SOPA Opera

Jan. 18th, 2012 07:25 pm
howeird: (Sgt. Redbeard)
[personal profile] howeird
I'm not one for boycotts or petitions to try to sway congresscritters who are not my own. I spent too much time covering state legislatures to be deluded into thinking anyone except big money supporters can influence a politician from outside his/her own constituency.

Both my US Senators as well as my Congressional rep have been against SOPA/PIPA from day one, as well as the two Congressfolk both north and south of my district. It's effing Silicon Valley, folks. If California's senators had been Republicans, it would be an entirely different story.

I have nothing to be worried about. All the content on my journal and web site is my own, or is there with permission of the copyright holder, or is in the public domain. Everything I cross-post on FB falls firmly under the fair use clause, and/or had been placed in the public domain by the creators.

I don't steal content via file sharing sites. There is no noble reason behind this, I mostly don't think there is anything out there worth waiting for days to download.

For those of you who live in the US and are unfortunate enough to be represented by proponents of these bills, email them, phone them, snailmail them and let them know you contribute to the campaigns of candidates who oppose them and the bills.

Meanwhile, Diane Feinstein turns 79 in June. One wonders if she is considering retirement.

Date: 2012-01-19 04:45 am (UTC)
From: [identity profile] yourbob.livejournal.com
I do agree that unless you have a lot of money to offer, there is little sway a non-constituent will have with any congeressperson. I have, however, thought that even when agreeing with them, signing a petition or contacting them has the potential to help them fight for the thing we agree on.

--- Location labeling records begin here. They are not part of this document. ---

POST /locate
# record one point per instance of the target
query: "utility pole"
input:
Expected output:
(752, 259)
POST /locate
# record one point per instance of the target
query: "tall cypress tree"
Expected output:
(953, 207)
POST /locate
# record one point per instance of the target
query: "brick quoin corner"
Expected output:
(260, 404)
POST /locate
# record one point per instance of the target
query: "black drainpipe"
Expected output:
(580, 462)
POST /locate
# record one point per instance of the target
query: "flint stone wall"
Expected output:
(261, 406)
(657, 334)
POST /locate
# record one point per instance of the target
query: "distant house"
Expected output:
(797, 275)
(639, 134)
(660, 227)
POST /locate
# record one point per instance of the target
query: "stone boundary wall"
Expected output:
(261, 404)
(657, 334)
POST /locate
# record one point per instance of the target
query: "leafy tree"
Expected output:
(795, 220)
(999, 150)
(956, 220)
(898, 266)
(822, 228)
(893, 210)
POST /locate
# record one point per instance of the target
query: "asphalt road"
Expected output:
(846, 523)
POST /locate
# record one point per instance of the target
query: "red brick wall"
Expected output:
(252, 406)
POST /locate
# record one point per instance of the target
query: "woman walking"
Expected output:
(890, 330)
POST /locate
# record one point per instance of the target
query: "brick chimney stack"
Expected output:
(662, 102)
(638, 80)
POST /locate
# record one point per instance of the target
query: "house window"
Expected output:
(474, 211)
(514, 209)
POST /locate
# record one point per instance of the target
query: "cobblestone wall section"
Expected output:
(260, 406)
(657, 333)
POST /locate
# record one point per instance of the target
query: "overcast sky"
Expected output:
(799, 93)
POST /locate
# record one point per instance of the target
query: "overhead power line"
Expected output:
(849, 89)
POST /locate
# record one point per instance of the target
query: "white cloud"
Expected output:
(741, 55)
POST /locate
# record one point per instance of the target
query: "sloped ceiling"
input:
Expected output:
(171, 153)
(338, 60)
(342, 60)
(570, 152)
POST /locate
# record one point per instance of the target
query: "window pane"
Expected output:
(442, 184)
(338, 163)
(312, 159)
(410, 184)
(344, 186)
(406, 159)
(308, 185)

If the person on the other side says something stupid like "the American people want...", then my rep can respond with "oh yeah? I've got xty-thousand names from my district that don't agree with you."

Date: 2012-01-20 07:24 pm (UTC)
From: [identity profile] unseelie23.livejournal.com
Feinstean and Boxer both supported (and still support) PIPA actually. Hell, Boxer was a co-sponsor. Also, this is about a lot more than 'piracy'... it's about the ability of content providers to pull down web sites by claiming piracy without having to prove it. Well that and provisions that require blocking sites outside of the US that are claimed to be piracy related... never mind that the proposed methods would potentially break DNS for most people, and be easy for the pirates to circumvent.

The fact that they were able to go after and shutdown Megaupload without either of these bills tells me that this is a just another power grab.